REPUBLIKA.CO.ID, LONDON -- Iran mengancam akan menarik diri dari kesepakatan nuklir bila tak ada manfaat ekonomi yang mereka dapat. Apalagi jika bank-bank terus menjauh.
Di bawah kesepakatan bersama Inggris, Cina, Prancis, Jerman, Rusia, dan AS, Iran sepakat untuk menghentikan program nuklir dengan kompensasi pencabutan sanksi ekonomi. Sayangnya, bank-bank besar terus menjauh dari Iran yang tengah berusaha membangun kembali perdagangan internasional dan investasinya.

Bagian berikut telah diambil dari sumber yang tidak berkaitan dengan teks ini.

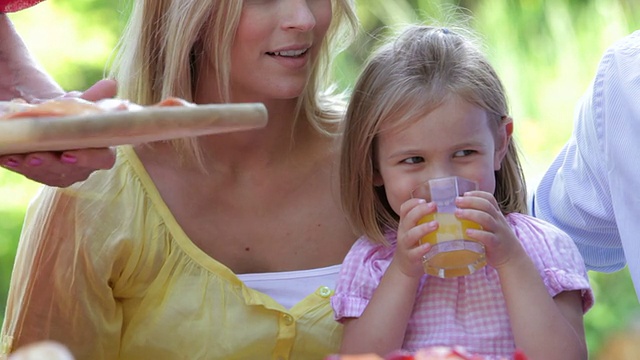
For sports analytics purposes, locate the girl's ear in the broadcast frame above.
[493,116,513,171]
[373,168,384,186]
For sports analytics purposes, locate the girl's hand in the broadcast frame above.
[392,199,437,277]
[456,191,527,269]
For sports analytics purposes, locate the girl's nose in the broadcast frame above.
[282,0,318,31]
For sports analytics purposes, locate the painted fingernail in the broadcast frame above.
[62,154,78,164]
[4,159,20,168]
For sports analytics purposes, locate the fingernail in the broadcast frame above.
[62,154,78,164]
[4,159,20,168]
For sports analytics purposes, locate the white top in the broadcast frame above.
[238,265,341,309]
[533,31,640,296]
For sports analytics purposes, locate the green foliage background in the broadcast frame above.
[0,0,640,358]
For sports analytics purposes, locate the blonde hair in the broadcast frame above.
[111,0,358,159]
[340,25,527,243]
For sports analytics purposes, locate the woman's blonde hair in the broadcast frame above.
[340,25,527,243]
[111,0,358,159]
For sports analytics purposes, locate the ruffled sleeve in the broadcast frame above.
[2,147,157,359]
[507,213,594,312]
[331,235,396,321]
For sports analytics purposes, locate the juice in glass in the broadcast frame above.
[411,176,487,278]
[419,213,487,278]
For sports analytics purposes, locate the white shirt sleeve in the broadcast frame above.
[533,31,640,295]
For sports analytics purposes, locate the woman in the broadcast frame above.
[3,0,356,359]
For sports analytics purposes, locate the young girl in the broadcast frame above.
[332,26,593,360]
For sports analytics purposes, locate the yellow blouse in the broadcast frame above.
[0,146,342,360]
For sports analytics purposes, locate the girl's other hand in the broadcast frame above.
[393,199,437,277]
[456,191,527,269]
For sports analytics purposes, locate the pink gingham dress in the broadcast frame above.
[331,213,593,357]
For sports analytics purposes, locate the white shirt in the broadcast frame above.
[533,31,640,296]
[238,265,341,309]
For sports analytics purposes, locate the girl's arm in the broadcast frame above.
[497,250,587,360]
[456,191,587,360]
[340,199,435,356]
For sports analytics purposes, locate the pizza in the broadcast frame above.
[0,97,194,120]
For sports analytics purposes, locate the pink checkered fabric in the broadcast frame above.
[331,213,593,358]
[0,0,43,13]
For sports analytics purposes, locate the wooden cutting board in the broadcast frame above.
[0,103,267,155]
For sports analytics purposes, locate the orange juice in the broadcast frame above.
[419,213,487,278]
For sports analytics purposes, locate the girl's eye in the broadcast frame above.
[402,156,424,164]
[453,150,475,157]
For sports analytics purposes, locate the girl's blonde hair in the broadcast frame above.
[340,25,527,243]
[111,0,358,159]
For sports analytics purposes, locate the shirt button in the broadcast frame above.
[282,314,293,325]
[318,286,332,297]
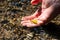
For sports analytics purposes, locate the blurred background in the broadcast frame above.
[0,0,60,40]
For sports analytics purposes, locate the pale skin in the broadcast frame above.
[21,0,60,27]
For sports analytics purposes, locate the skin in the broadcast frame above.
[21,0,60,27]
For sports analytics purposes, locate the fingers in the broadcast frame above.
[21,20,43,27]
[31,0,42,5]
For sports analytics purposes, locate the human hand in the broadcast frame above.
[31,0,42,5]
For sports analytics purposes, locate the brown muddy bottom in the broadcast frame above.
[0,0,60,40]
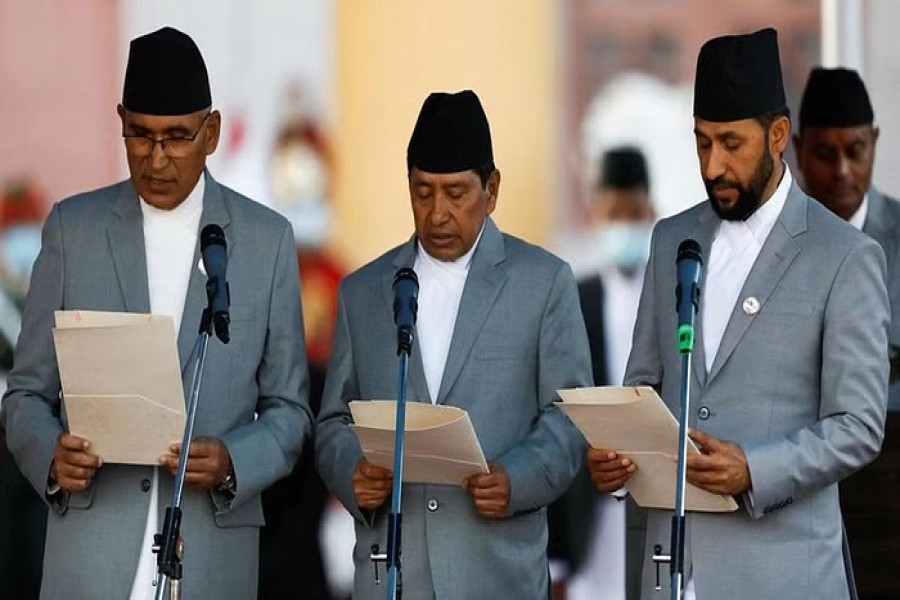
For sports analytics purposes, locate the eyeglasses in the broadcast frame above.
[122,111,212,158]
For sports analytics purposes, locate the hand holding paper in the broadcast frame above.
[350,400,489,488]
[50,433,103,493]
[53,310,185,465]
[557,386,737,512]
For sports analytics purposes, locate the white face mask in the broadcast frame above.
[0,225,41,282]
[595,222,653,270]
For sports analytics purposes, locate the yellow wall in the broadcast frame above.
[334,0,561,268]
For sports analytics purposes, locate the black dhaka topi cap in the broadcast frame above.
[406,90,494,173]
[600,146,650,190]
[122,27,212,115]
[800,67,875,128]
[694,27,787,123]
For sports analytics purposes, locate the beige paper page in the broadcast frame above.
[350,400,488,485]
[556,386,737,512]
[53,311,185,465]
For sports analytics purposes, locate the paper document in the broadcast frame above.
[556,386,738,512]
[53,311,185,465]
[350,400,489,485]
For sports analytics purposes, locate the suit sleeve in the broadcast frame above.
[623,227,663,391]
[219,223,312,510]
[497,263,592,515]
[0,205,65,511]
[744,240,890,518]
[316,284,368,522]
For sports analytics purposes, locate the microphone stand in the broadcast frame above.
[669,324,698,600]
[369,329,412,600]
[153,308,218,600]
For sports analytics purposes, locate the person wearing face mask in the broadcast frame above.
[549,146,655,600]
[794,67,900,598]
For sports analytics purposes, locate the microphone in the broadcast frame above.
[675,239,703,354]
[393,267,419,356]
[200,223,231,344]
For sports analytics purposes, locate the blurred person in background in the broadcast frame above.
[548,146,655,600]
[0,27,311,600]
[794,67,900,600]
[259,90,344,600]
[316,90,590,600]
[587,28,890,600]
[0,179,47,600]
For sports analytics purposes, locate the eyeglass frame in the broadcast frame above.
[122,110,213,158]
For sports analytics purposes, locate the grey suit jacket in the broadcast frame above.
[2,174,312,600]
[316,219,591,600]
[626,185,890,600]
[863,187,900,411]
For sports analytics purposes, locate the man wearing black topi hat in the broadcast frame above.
[794,67,900,598]
[2,27,311,600]
[588,29,890,600]
[316,91,591,600]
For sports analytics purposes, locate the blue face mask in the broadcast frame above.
[0,225,41,281]
[596,222,653,270]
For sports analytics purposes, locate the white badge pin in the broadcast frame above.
[743,296,759,317]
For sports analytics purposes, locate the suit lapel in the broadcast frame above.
[437,217,506,404]
[381,236,432,402]
[176,172,235,373]
[673,202,719,387]
[707,182,807,381]
[106,183,150,313]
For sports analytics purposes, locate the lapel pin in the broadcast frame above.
[742,296,759,317]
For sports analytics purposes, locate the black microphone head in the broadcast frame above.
[675,238,703,264]
[200,223,225,252]
[393,267,419,355]
[200,223,231,344]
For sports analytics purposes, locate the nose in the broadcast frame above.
[150,141,169,170]
[701,144,726,181]
[429,194,450,226]
[837,154,850,179]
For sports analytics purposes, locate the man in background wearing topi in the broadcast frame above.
[548,146,655,600]
[2,27,311,600]
[316,90,590,600]
[794,67,900,599]
[588,29,890,600]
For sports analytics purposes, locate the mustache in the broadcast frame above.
[703,176,743,190]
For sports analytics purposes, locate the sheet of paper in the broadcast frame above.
[53,311,185,465]
[556,386,738,512]
[350,400,489,485]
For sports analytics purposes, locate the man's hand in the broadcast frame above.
[159,438,231,490]
[687,429,751,496]
[353,458,394,510]
[586,447,637,494]
[463,464,509,519]
[50,433,103,493]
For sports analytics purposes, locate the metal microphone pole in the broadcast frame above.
[668,239,703,600]
[669,324,694,600]
[387,340,412,600]
[153,307,212,600]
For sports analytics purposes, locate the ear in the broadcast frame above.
[793,133,804,170]
[769,116,791,157]
[204,110,222,156]
[486,169,500,214]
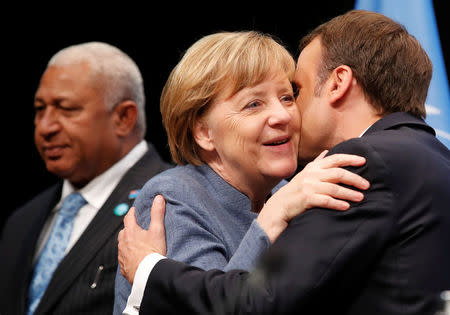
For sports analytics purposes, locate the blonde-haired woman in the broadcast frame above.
[115,31,370,314]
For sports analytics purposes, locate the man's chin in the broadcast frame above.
[45,160,72,178]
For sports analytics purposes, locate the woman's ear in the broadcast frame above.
[328,65,354,104]
[193,118,215,151]
[113,100,138,137]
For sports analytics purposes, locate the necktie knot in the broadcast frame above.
[60,192,86,218]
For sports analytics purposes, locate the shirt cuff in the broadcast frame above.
[123,253,166,315]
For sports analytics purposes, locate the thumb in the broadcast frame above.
[123,207,137,228]
[149,195,166,237]
[314,150,328,161]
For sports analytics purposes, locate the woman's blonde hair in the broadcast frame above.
[160,31,295,165]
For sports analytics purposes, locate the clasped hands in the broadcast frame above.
[118,151,369,284]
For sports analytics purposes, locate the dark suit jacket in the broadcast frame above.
[140,113,450,315]
[0,143,169,315]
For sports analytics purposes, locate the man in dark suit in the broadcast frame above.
[119,11,450,315]
[0,42,170,315]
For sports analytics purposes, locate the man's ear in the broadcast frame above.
[193,118,215,151]
[328,65,354,104]
[113,100,138,137]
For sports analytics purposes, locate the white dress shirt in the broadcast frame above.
[33,140,148,264]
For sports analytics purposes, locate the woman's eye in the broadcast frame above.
[245,101,260,108]
[291,82,300,98]
[281,95,295,103]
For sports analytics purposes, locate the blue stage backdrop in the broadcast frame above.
[355,0,450,148]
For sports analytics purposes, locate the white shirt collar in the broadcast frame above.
[55,140,148,210]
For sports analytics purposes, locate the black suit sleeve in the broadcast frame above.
[141,139,395,314]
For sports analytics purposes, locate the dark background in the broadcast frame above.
[0,0,450,231]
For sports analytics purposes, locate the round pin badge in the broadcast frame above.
[114,203,130,217]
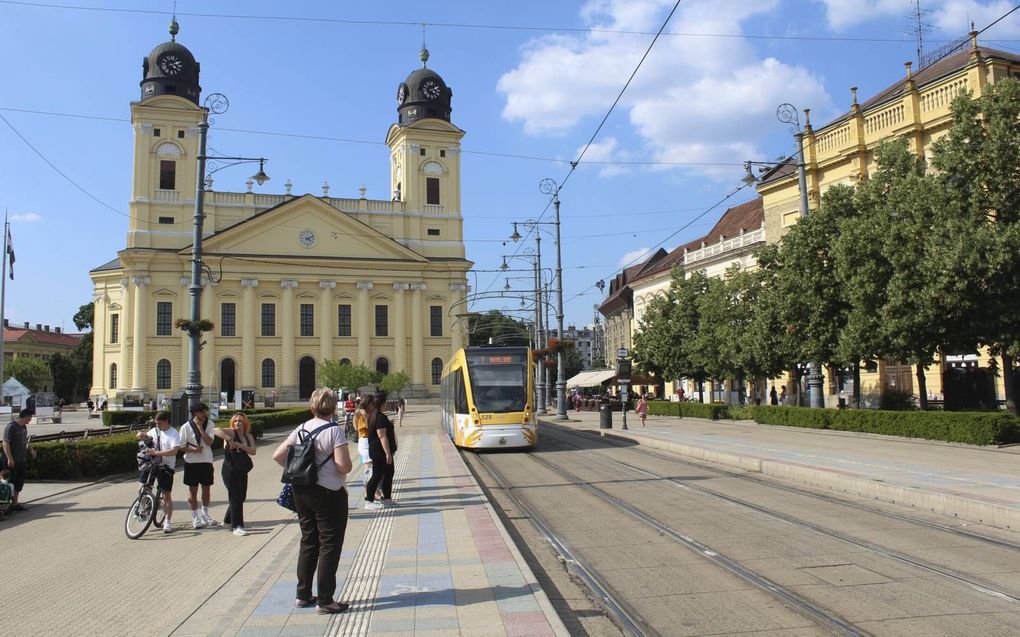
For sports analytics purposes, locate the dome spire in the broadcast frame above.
[418,22,428,68]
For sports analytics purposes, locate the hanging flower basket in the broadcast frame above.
[173,319,215,336]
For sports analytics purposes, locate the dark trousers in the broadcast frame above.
[293,484,347,606]
[365,456,397,501]
[220,463,248,528]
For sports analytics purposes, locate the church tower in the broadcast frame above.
[386,48,464,218]
[128,19,203,249]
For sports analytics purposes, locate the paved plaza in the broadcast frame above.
[0,410,566,636]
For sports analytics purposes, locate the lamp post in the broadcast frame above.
[744,103,825,409]
[185,93,269,408]
[500,245,549,416]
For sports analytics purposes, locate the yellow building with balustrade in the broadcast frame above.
[90,22,472,402]
[758,34,1020,407]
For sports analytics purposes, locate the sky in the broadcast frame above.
[0,0,1020,331]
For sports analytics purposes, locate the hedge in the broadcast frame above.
[28,408,311,480]
[648,401,729,420]
[752,407,1020,444]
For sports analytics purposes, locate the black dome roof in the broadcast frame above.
[397,49,453,125]
[140,20,202,104]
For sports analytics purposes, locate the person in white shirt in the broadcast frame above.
[136,412,181,533]
[181,403,219,529]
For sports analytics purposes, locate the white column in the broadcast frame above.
[125,276,149,391]
[89,291,110,395]
[319,281,337,364]
[358,281,372,367]
[390,283,410,372]
[279,278,298,399]
[410,283,425,385]
[240,278,258,389]
[199,279,220,399]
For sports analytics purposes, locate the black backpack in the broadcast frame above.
[279,423,337,486]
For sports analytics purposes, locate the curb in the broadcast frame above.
[596,429,1020,530]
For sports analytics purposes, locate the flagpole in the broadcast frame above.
[0,208,10,405]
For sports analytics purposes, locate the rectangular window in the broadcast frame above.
[425,177,440,206]
[159,159,177,191]
[262,303,276,336]
[301,303,315,336]
[219,303,238,336]
[156,301,173,336]
[428,305,443,336]
[337,305,351,336]
[375,305,390,336]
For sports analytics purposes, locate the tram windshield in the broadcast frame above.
[465,350,527,414]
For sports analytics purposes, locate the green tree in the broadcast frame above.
[379,371,411,397]
[318,360,378,389]
[931,78,1020,413]
[3,357,50,391]
[467,310,531,347]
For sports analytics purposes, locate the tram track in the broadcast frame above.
[545,423,1020,551]
[532,423,1020,602]
[474,426,1020,635]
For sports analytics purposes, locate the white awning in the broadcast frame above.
[567,369,616,389]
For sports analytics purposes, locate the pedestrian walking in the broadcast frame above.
[0,408,36,512]
[181,403,219,529]
[272,387,351,615]
[214,412,256,535]
[365,393,397,511]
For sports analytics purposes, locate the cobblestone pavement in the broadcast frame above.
[0,408,566,636]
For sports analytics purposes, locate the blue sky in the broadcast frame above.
[0,0,1020,330]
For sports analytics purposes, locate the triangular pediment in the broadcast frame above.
[187,195,427,262]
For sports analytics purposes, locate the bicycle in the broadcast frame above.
[124,465,166,540]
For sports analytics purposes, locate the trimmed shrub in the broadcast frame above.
[103,411,156,427]
[754,407,1020,444]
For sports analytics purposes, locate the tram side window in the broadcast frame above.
[453,369,467,414]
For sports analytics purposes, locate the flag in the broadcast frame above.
[7,225,14,280]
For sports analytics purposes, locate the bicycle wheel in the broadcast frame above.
[124,493,156,540]
[152,492,166,527]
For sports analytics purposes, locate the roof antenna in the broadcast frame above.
[170,0,181,42]
[420,22,428,68]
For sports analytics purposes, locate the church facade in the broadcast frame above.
[90,23,472,403]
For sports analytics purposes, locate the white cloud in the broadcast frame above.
[498,0,832,177]
[10,212,43,221]
[816,0,1020,39]
[616,243,652,267]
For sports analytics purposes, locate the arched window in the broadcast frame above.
[262,359,276,387]
[156,359,170,389]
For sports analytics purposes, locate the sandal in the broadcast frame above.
[317,601,351,615]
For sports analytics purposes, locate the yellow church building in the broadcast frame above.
[90,27,472,403]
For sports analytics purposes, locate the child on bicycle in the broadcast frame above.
[136,412,181,533]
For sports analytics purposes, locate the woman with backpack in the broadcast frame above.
[272,387,351,615]
[365,393,397,511]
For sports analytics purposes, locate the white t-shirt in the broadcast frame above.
[146,427,181,469]
[181,418,216,465]
[287,418,347,491]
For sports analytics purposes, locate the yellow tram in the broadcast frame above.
[441,346,539,449]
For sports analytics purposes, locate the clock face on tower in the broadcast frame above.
[421,79,441,100]
[159,53,185,75]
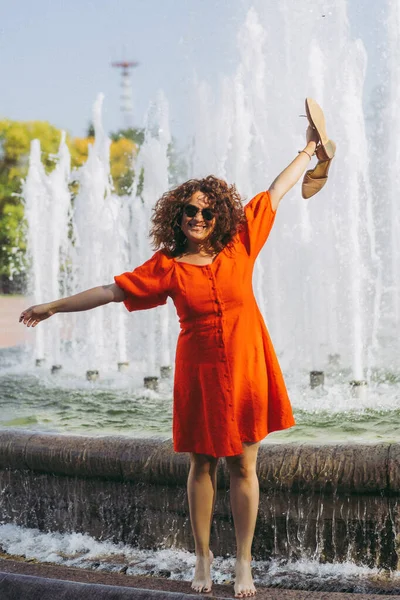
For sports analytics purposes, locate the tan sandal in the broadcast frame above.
[301,140,336,200]
[301,98,336,199]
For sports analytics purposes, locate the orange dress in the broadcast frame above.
[115,192,295,457]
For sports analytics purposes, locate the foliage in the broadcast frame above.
[0,119,139,291]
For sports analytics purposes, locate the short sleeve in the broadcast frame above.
[114,251,173,312]
[244,192,276,258]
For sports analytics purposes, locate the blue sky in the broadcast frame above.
[0,0,386,135]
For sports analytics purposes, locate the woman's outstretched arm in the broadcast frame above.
[19,283,125,327]
[268,126,318,210]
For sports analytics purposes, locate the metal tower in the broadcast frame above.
[111,60,139,129]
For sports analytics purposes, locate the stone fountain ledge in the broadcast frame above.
[0,430,400,496]
[0,559,399,600]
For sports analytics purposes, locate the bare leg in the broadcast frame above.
[226,442,260,598]
[187,452,218,592]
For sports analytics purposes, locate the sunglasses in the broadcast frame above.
[183,204,215,221]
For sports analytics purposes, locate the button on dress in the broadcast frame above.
[115,192,295,457]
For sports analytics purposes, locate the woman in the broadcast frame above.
[20,111,328,598]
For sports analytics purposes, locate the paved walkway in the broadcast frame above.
[0,559,400,600]
[0,296,30,348]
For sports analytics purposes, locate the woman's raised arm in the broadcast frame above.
[268,126,318,210]
[19,283,125,327]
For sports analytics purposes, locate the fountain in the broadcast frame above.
[0,0,400,592]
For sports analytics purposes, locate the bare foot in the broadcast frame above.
[191,550,214,593]
[234,558,256,598]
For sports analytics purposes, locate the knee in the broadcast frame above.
[190,453,218,477]
[227,456,256,479]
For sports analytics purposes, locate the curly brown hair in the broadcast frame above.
[150,175,245,256]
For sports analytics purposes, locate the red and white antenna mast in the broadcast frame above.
[111,60,139,129]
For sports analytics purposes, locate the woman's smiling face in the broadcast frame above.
[181,191,215,249]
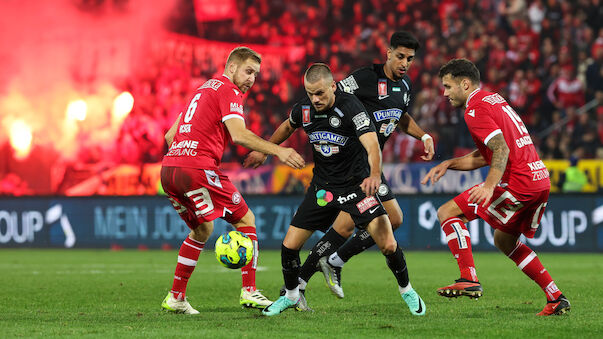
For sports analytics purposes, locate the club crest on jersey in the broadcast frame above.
[329,117,341,128]
[377,79,387,96]
[379,120,397,137]
[232,192,243,205]
[373,108,402,122]
[302,105,310,124]
[308,131,348,146]
[314,143,339,157]
[352,112,371,130]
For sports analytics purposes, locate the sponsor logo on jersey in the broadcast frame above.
[482,93,507,105]
[199,79,224,91]
[379,121,397,137]
[302,105,310,124]
[515,135,533,148]
[314,143,339,157]
[373,108,402,122]
[178,124,192,133]
[166,140,199,157]
[337,193,358,205]
[356,196,379,213]
[205,170,223,188]
[329,117,341,128]
[232,192,243,205]
[377,79,387,99]
[308,131,350,146]
[339,75,359,94]
[230,102,243,114]
[316,190,333,207]
[377,184,389,197]
[352,112,371,130]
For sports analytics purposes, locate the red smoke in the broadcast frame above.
[0,0,175,157]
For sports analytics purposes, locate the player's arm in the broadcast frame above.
[358,132,381,196]
[398,113,435,161]
[243,119,295,168]
[469,133,509,206]
[224,118,305,168]
[421,149,488,185]
[164,114,182,146]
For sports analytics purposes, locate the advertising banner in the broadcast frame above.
[0,194,603,252]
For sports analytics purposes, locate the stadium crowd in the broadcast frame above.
[129,0,603,166]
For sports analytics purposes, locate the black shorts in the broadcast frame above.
[377,173,395,201]
[291,183,386,232]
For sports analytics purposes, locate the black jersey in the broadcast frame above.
[289,91,375,187]
[337,64,411,149]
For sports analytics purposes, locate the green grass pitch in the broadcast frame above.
[0,249,603,338]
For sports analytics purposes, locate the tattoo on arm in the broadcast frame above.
[486,134,509,173]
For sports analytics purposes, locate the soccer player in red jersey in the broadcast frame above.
[161,47,304,314]
[421,59,570,315]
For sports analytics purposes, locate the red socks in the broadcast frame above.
[509,242,561,301]
[171,237,205,299]
[442,217,478,281]
[237,226,259,292]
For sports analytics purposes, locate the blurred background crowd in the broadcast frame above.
[0,0,603,194]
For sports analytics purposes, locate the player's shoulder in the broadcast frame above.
[400,74,412,91]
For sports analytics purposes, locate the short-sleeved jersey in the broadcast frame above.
[465,89,551,193]
[163,75,244,170]
[289,91,375,187]
[337,64,411,149]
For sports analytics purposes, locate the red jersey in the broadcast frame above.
[162,75,244,170]
[465,89,551,193]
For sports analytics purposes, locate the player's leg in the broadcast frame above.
[299,212,354,290]
[161,221,213,314]
[232,209,272,309]
[262,225,313,316]
[366,215,426,316]
[333,199,403,262]
[494,229,570,315]
[437,198,483,298]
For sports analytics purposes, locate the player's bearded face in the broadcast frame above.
[232,59,260,93]
[385,46,415,79]
[304,79,337,112]
[442,74,467,107]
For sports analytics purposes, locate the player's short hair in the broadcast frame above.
[389,31,421,52]
[304,62,333,84]
[226,46,262,65]
[438,59,479,85]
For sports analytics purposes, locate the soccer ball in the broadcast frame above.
[216,231,253,269]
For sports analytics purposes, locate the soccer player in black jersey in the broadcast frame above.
[300,31,434,312]
[245,64,425,316]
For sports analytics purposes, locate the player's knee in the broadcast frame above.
[381,239,398,255]
[388,213,404,230]
[438,205,453,224]
[188,223,214,242]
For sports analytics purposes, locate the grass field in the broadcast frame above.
[0,249,603,338]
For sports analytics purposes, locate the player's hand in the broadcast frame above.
[243,151,268,168]
[469,184,494,207]
[421,161,449,185]
[360,176,381,197]
[421,138,435,161]
[276,147,306,169]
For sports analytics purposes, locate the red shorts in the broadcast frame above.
[454,185,549,238]
[161,166,249,229]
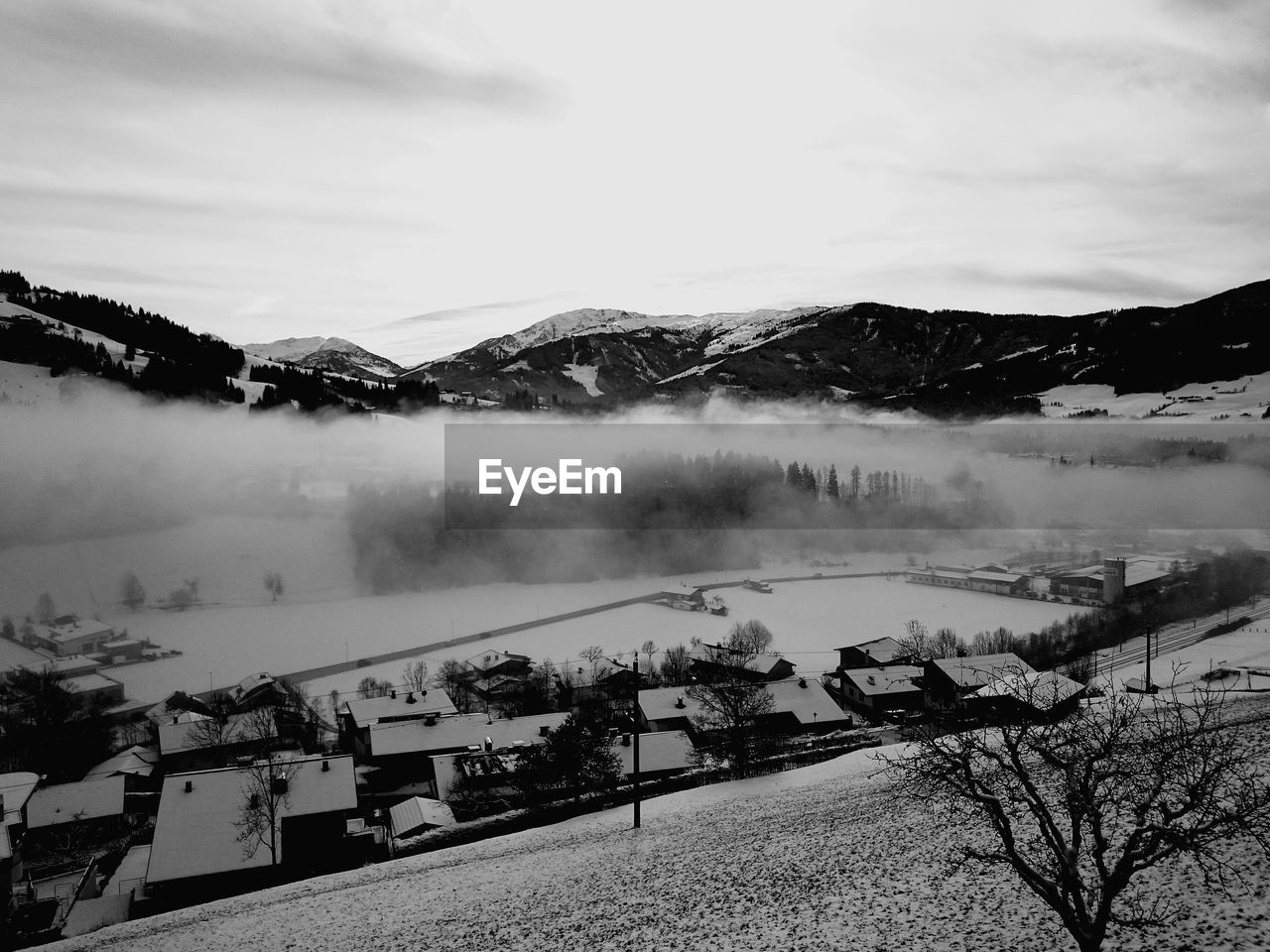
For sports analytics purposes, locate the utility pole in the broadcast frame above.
[631,654,639,830]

Terkait itu, Presiden AS Donald Trump menyatakan kepada Uni Eropa (UE) untuk menangani syarat yang Iran ajukan. Jika tidak, AS akan menjatuhkan lagi sanksi yang sudah dicabut dari Iran.
Trump sendiri melihat tiga cacat dalam kesepakatan ini yakni kegagalan penanganan program misil balistik Iran, syarat bagaimana inspektur internasional bisa meninjau langsung pusat nuklir Iran, dan klausul yang mengharuskan Iran menghentikan total program nuklirnya dalam 10 tahun. Trump bersikukuh tiga poin itu harus masuk dalam JCPOA bila pihak-pihak terkait masih ingin AS ada di sana.
Deputi Menteri Luar Negeri Iran Abbas Araqchi menyatakan Iran sendiri menyatakan tak mau senjata nuklir dan tak ada klausul soal itu dalam kesepakatan mereka. Namun, Bila Trump bersikukuh juga dengan sikapnya, Iran tak akan memberikan perjanjian yang diajukan.
''Kesepakatan ini tidak akan berjalan kalau begini caranya, bahkan bila ultimatum dan sanksi diperpanjang,'' kata Araqchi yang memimpin tim negosiator nuklir Iran seperti dikutip Reuters.
Jika langkah membingungkan dan ketidakpastian Rencana Aksi Menyeluruh Bersama (JCPOA) terus berlanjut, bila perbankan enggan masuk ke Iran, Iran tak mau berada dalam kesepakatan yang tak menguntungkan. ''Faktanya demikian,'' kata Araqchi.
Araqchi menilai Trump salah interpretasi soal klausul penghentian program nuklir Iran. Komitmen Iran untuk tidak membuat senjata nuklir adalah komitmen permanen.
Ia menekankan, JCPOA bukanlah kesepakatan blok sehingga tak perlu berat ke satu pihak. Sebab jika tidak, persoalan akan tambah rumit.
''JCPOA itu bukan perjanjian ekonomi, tapi perjanjian soal aman dan tidak aman,'' kata Araqchi.